Christian se acercó al ventanal, dándole la espalda a su hermano. Sus manos se metieron en los bolsillos del pantalón.
—¿Cuánto? —preguntó sin girarse.
—Mucho. Demasiado. Hasta ahora he logrado tapar los números, pero si alguien pide una auditoría externa… estamos jodidos.
Christian permaneció en silencio unos segundos. Cuando por fin habló, su voz sonó más fría que el acero.
—¿Quién?
—No lo sé con certeza todavía —respondió Joseph, pasándose una mano por el cabello rubio oscuro—. Pero los movimientos son muy específicos. Solo alguien con acceso alto podría haberlo hecho. Alguien que conozca los protocolos de transferencia y los tiempos muertos entre cuentas.
Christian se dio la vuelta lentamente. Sus ojos brillaban con una mezcla de ira contenida y cálculo.
—Robert y Liam —afirmó, no preguntó.
Joseph suspiró.
—Es mi sospecha también. Tío Robert nunca ha aceptado que padre te dejara todo a ti. Y Liam… ese idiota siempre ha creído que el puesto le corresponde por derecho de sangre. Llevan años esperando que cometas un error.
Christian se acercó al escritorio y apoyó las manos sobre la superficie pulida.
—Entonces los encontraremos. Y cuando lo hagamos, no habrá piedad.
—Christian… —Joseph dudó un momento—. Si hacemos esto mal, podría explotarnos en la cara. Una auditoría ahora mismo nos hundiría. Necesitamos ser discretos.
Christian soltó una risa corta y amarga.
—¿Discretos? Ellos no están siendo discretos, Joseph. Están robando descaradamente de la empresa que mi padre construyó. De la empresa que yo he llevado al lugar más alto de Europa.
Se enderezó y miró a su hermano directamente a los ojos.

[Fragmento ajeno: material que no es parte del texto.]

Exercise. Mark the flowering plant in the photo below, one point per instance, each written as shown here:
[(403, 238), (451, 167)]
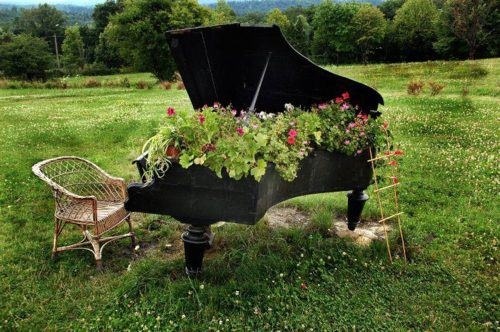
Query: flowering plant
[(243, 143)]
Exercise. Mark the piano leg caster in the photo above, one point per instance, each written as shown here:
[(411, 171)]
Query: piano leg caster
[(355, 202), (196, 239)]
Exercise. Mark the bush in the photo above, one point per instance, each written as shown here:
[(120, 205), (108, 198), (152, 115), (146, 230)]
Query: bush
[(435, 88), (96, 69), (92, 83), (468, 71), (143, 85), (25, 57), (166, 85), (414, 88)]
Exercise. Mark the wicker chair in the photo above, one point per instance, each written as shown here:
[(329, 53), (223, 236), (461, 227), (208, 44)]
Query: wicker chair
[(88, 197)]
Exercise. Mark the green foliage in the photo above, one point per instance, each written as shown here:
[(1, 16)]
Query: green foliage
[(43, 21), (253, 275), (72, 49), (25, 57), (414, 27), (244, 145), (369, 28), (334, 36), (222, 14), (139, 31), (299, 35)]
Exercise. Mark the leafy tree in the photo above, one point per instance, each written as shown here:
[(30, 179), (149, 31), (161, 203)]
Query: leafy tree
[(276, 16), (107, 52), (369, 29), (333, 31), (43, 21), (25, 57), (414, 26), (139, 31), (72, 49), (389, 7), (222, 13), (299, 35), (469, 18), (102, 13)]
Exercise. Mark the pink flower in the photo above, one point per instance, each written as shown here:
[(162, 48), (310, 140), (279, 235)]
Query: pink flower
[(201, 118), (170, 111)]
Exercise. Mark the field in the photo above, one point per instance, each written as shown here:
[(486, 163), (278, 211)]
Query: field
[(253, 276)]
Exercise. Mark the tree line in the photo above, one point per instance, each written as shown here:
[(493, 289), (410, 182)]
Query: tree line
[(129, 35)]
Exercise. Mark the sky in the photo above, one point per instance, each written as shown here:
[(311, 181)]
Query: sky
[(66, 2)]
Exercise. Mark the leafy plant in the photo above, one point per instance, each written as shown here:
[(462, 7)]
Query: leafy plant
[(242, 144)]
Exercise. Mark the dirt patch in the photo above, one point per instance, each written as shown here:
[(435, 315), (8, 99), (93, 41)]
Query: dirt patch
[(286, 217), (289, 217)]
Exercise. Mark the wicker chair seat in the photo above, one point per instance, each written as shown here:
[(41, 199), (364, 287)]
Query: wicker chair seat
[(88, 197)]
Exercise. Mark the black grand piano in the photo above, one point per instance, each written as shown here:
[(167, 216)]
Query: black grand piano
[(253, 68)]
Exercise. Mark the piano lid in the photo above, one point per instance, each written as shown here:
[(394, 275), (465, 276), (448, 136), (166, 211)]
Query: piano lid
[(255, 66)]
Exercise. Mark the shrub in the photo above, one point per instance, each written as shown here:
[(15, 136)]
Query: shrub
[(414, 88), (435, 88), (468, 71), (25, 57), (142, 85), (96, 69), (166, 85), (91, 83)]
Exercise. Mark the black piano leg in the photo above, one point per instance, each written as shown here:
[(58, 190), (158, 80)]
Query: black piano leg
[(196, 239), (355, 202)]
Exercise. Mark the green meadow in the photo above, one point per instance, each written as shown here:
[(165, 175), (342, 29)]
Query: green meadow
[(258, 277)]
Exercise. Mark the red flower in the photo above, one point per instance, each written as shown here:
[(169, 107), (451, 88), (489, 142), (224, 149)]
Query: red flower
[(201, 118), (170, 111), (208, 147)]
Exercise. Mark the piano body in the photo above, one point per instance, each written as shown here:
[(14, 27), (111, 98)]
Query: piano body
[(253, 68)]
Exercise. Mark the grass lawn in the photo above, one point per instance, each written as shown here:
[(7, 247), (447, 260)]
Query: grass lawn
[(253, 276)]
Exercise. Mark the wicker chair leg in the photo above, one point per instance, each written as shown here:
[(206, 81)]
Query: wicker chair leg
[(132, 237), (96, 246), (58, 226)]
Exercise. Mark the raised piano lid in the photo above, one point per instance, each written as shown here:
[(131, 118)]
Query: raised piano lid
[(225, 64)]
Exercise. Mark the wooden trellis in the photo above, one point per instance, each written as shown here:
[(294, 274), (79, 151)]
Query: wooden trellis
[(389, 157)]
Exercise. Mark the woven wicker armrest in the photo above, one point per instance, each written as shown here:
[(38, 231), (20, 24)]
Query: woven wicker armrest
[(80, 209), (117, 188)]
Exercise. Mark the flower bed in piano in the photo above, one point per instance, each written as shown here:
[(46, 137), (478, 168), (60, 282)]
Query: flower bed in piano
[(244, 143)]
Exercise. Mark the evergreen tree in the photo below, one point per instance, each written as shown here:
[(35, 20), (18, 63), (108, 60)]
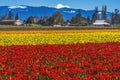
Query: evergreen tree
[(104, 13), (95, 15), (88, 20)]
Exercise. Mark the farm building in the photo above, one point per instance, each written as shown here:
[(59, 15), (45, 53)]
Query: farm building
[(101, 23), (11, 22)]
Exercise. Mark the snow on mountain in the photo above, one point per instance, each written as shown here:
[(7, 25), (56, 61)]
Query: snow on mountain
[(25, 11), (14, 7), (58, 6), (71, 11)]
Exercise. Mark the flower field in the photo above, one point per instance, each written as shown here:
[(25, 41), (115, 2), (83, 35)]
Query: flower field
[(60, 55)]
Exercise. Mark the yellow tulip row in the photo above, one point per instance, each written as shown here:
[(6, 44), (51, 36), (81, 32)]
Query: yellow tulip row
[(57, 31), (36, 38)]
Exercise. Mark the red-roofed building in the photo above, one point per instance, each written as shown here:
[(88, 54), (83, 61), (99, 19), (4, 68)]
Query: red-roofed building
[(11, 22)]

—Quiero nombres. Quiero pruebas. Y las quiero antes de que termine esta semana. Usa todos los recursos que necesites. Contrata a quien haga falta fuera de la empresa. Pero que nadie sepa lo que estamos buscando.
Joseph asintió, aunque su expresión seguía preocupada.
—¿Y si es más grande de lo que pensamos? ¿Y si no son solo ellos dos?
—Entonces quemaremos a quien sea necesario —respondió Christian con frialdad—. Nadie roba a los Potter y sale impune.
Joseph se quedó mirando a su hermano mayor unos segundos. A veces se preguntaba si el joven que había heredado la empresa a los veinte años seguía existiendo bajo esa capa de hielo.
—Hermano… —dijo con voz más suave—. No todo tiene que ser guerra. Todavía puedes…
—No —lo interrumpió Christian—. La última vez que fui blando, padre murió y casi perdemos todo. No volveré a cometer ese error.
Se giró nuevamente hacia el ventanal, observando la ciudad a sus pies como si fuera un reino que debía proteger a toda costa.
—Encuentra al responsable, Joseph. Y cuando lo hagas… avísame. Yo mismo me encargaré de recordarle por qué nadie desafía a Christian Potter.
Joseph suspiró, sabiendo que no lograría hacerlo cambiar de opinión.
—Está bien. Me pongo en ello hoy mismo.
Cuando su hermano salió de la oficina, Christian se quedó solo. Sus dedos se cerraron con fuerza sobre el borde del escritorio hasta que los nudillos se pusieron blancos.
—Que empiece el juego —murmuró para sí mismo—. Veremos quién hereda realmente el poder.